WEDNESDAY, April 20 (HealthDay News) -- Researchers have identified a genetic variant that's found in at least 59 percent of those who have pulmonary fibrosis, a deadly lung disease that typically kills within a few years of diagnosis.
Those with the gene variant had nearly 7 to 22 times the risk of contracting the lethal disease.
For the study, the researchers did a genome-wide linkage scan of 82 families with pulmonary fibrosis of an unknown cause. This type of scan typically looks at how inheritance patterns of multiple affected families are related to several hundred markers throughout the DNA.
The researchers zeroed in on chromosome 11, where they found a common gene variant.
The researchers then compared the results to the genomes of 83 people with familial pulmonary fibrosis (meaning it runs in their family), 492 people with idiopathic pulmonary fibrosis (the type for which there's no known cause) and 322 people without lung disease.
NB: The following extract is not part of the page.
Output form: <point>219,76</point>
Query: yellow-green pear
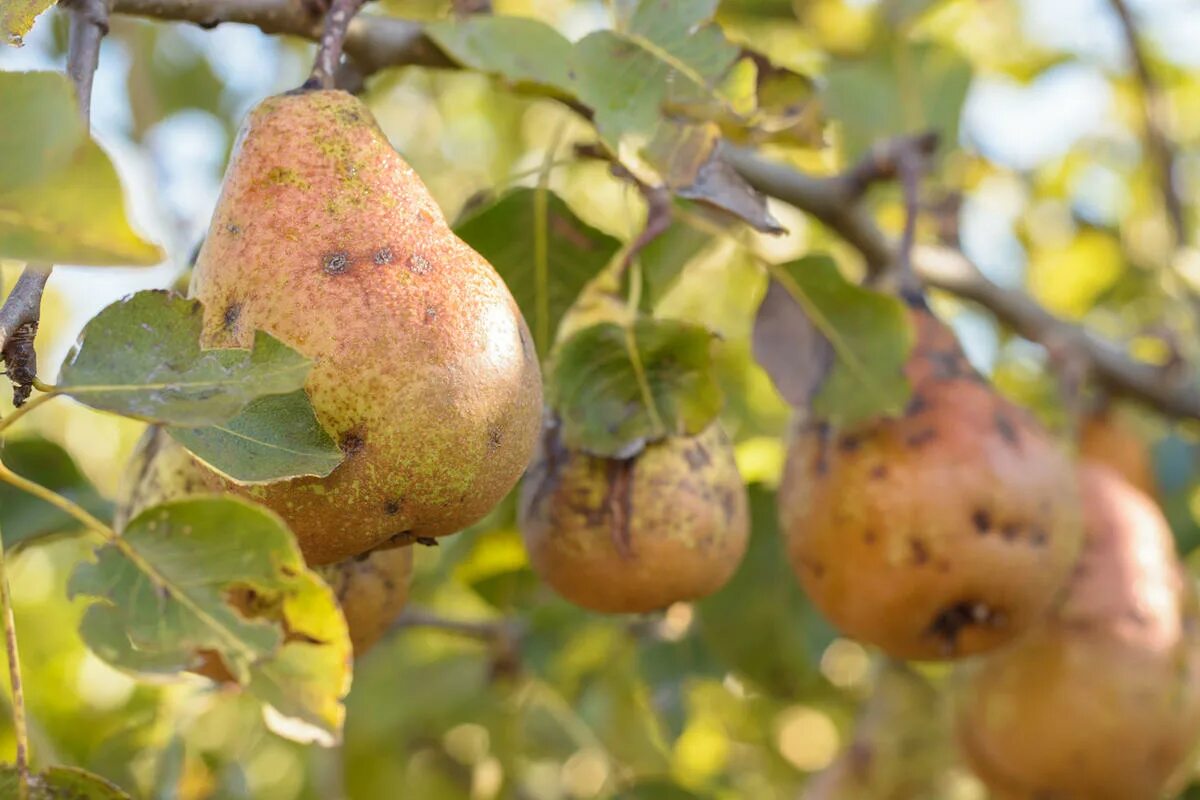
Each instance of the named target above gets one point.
<point>424,368</point>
More genetic mapping showed that about 59 percent of people who have familial pulmonary fibrosis (also known as familial interstitial pneumonia) and 67 percent of those with the idiopathic type had the particular variant, or polymorphism.
Only 18 percent of those who did not have lung disease had that variant.
Pulmonary fibrosis involves rapid and progressive scarring of the lungs, making it increasingly difficult to breathe. It develops mostly in middle-age and older adults, according to the Coalition for Pulmonary Fibrosis. Each year, about 40,000 people in the United States die of the disease.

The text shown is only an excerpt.